Mechanisms behind adhesive erythrocytes in sickle‐cell disease

Abstract

Erythrocytes containing primarily hemoglobin S (SS RBCs) are abnormally adherent to a number of ligands, including normal constituents of the extracellular matrix as well as those present on the surfaces of other blood cells and endothelial cells. However, SS RBCs are not really very different from normal (AA) RBCs, except that they are younger. In general, they express the same range of adhesion receptors, and the levels of expression of these receptors, although increased in some cases, are not sufficient to explain the difference between the adhesivity of SS and AA RBCs. However, SS RBCs have activated adhesion receptors, and the signaling pathways responsible for this activation are also upregulated in SS RBCs.

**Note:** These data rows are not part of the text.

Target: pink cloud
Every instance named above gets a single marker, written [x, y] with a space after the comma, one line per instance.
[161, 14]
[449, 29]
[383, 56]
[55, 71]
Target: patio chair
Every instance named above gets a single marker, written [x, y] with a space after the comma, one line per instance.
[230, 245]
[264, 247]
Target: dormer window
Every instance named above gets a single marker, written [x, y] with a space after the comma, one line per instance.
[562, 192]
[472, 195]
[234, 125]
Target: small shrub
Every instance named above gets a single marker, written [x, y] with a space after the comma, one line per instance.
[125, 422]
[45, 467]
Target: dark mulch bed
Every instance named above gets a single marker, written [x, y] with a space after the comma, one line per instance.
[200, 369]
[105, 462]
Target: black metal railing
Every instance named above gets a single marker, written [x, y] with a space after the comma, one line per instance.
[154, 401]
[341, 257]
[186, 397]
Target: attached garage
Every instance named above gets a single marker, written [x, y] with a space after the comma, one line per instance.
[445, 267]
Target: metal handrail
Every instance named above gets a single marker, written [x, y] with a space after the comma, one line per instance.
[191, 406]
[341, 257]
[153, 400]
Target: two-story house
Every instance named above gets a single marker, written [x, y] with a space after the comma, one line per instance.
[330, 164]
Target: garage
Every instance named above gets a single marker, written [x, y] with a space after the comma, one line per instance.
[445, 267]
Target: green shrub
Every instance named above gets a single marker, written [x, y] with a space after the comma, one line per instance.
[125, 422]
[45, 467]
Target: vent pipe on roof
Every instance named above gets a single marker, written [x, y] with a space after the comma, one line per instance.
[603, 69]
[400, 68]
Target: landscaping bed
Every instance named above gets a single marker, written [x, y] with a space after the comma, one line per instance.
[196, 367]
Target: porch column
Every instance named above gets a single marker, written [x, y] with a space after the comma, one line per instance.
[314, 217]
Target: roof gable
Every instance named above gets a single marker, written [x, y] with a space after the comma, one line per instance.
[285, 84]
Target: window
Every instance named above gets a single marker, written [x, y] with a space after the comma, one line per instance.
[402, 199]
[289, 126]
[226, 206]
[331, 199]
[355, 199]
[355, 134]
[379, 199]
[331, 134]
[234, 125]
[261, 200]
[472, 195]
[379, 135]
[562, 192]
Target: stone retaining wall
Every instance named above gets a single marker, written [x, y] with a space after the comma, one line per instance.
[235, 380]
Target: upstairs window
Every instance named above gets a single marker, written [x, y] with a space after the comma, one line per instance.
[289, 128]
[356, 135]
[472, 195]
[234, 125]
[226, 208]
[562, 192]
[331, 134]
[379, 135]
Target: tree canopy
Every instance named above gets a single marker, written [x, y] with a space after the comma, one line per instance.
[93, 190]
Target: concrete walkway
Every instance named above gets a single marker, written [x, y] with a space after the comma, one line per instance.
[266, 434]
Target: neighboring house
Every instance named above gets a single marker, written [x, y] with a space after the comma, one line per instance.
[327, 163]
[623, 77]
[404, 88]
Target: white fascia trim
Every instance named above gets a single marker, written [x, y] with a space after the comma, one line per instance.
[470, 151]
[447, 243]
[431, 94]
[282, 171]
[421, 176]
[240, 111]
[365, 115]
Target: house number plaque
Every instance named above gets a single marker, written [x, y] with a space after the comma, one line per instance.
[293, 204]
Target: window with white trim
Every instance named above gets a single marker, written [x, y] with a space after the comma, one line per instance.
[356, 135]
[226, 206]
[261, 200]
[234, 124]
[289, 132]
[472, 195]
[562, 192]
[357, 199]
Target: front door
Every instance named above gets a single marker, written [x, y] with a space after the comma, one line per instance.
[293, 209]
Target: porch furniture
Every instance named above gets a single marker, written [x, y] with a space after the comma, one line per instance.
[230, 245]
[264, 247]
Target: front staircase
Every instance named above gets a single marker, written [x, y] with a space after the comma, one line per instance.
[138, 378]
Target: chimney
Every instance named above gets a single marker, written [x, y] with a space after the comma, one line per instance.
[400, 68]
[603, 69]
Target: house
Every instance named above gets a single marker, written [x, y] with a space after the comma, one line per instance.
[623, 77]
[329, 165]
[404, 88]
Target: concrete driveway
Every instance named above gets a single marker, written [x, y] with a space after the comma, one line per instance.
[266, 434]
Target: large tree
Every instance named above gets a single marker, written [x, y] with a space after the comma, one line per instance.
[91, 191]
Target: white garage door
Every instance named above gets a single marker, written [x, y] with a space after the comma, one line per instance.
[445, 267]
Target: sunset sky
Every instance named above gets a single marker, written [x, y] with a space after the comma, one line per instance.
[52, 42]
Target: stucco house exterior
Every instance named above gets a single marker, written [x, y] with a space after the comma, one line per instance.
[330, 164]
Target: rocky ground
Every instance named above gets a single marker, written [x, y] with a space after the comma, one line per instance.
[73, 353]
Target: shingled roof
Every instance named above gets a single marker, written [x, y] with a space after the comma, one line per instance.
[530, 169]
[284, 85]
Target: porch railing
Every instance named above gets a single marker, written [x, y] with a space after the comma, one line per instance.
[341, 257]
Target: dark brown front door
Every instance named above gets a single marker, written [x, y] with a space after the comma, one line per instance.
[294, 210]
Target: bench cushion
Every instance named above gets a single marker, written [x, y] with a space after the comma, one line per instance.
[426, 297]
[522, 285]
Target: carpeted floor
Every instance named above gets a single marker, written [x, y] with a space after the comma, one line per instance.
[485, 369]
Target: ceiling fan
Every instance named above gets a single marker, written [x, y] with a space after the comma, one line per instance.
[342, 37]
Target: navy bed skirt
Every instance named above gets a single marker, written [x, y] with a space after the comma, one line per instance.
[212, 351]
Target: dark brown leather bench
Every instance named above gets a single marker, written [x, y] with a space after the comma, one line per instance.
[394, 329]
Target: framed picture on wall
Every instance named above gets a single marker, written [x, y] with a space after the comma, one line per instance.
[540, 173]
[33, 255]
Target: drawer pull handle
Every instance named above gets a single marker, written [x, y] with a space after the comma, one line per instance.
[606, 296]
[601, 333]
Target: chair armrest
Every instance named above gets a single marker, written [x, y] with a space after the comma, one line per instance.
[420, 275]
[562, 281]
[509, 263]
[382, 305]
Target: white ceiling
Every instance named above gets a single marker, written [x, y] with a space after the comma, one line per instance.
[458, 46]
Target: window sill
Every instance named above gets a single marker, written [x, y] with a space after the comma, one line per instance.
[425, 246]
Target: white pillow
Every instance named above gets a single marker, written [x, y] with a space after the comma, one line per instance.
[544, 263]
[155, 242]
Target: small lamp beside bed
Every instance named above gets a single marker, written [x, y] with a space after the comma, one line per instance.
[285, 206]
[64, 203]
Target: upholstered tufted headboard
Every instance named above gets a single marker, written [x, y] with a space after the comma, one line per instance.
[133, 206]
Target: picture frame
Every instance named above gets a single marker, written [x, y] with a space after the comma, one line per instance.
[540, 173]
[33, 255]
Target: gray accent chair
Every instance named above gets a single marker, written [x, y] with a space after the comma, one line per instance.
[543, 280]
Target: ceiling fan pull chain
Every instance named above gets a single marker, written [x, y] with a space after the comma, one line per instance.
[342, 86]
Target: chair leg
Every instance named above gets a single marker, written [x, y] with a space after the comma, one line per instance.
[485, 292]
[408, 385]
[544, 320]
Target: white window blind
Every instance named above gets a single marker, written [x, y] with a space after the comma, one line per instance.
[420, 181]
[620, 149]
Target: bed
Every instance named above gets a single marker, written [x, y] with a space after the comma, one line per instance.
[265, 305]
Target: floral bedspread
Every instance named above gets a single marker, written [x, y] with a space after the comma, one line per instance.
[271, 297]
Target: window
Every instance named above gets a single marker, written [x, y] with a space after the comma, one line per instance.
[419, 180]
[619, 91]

In addition, SS RBCs convey different extracellular signals, which are also likely to affect their adhesion to other blood cells and endothelial cells. Together, SS RBCs induce cell–cell interactions mediated by the B‐CAM/LU, ICAM4 (LW), CD44 (In), CD47, α4β1 integrin, and CD36 adhesion molecules on SS RBCs with target ligands on leukocytes and endothelial cells. Other, as yet unidentified cell surface moieties on SS RBCs are probably also responsible for SS RBC interactions with P‐selectin. Interestingly, at least some of these RBC adhesion receptors may also mediate adhesion and adverse physiologic events in the setting of transfusion of stored normal RBCs. Therefore, understanding the mechanisms behind SS RBC adhesion may offer opportunities for improving both therapy of sickle‐cell disease as well as transfusion practices.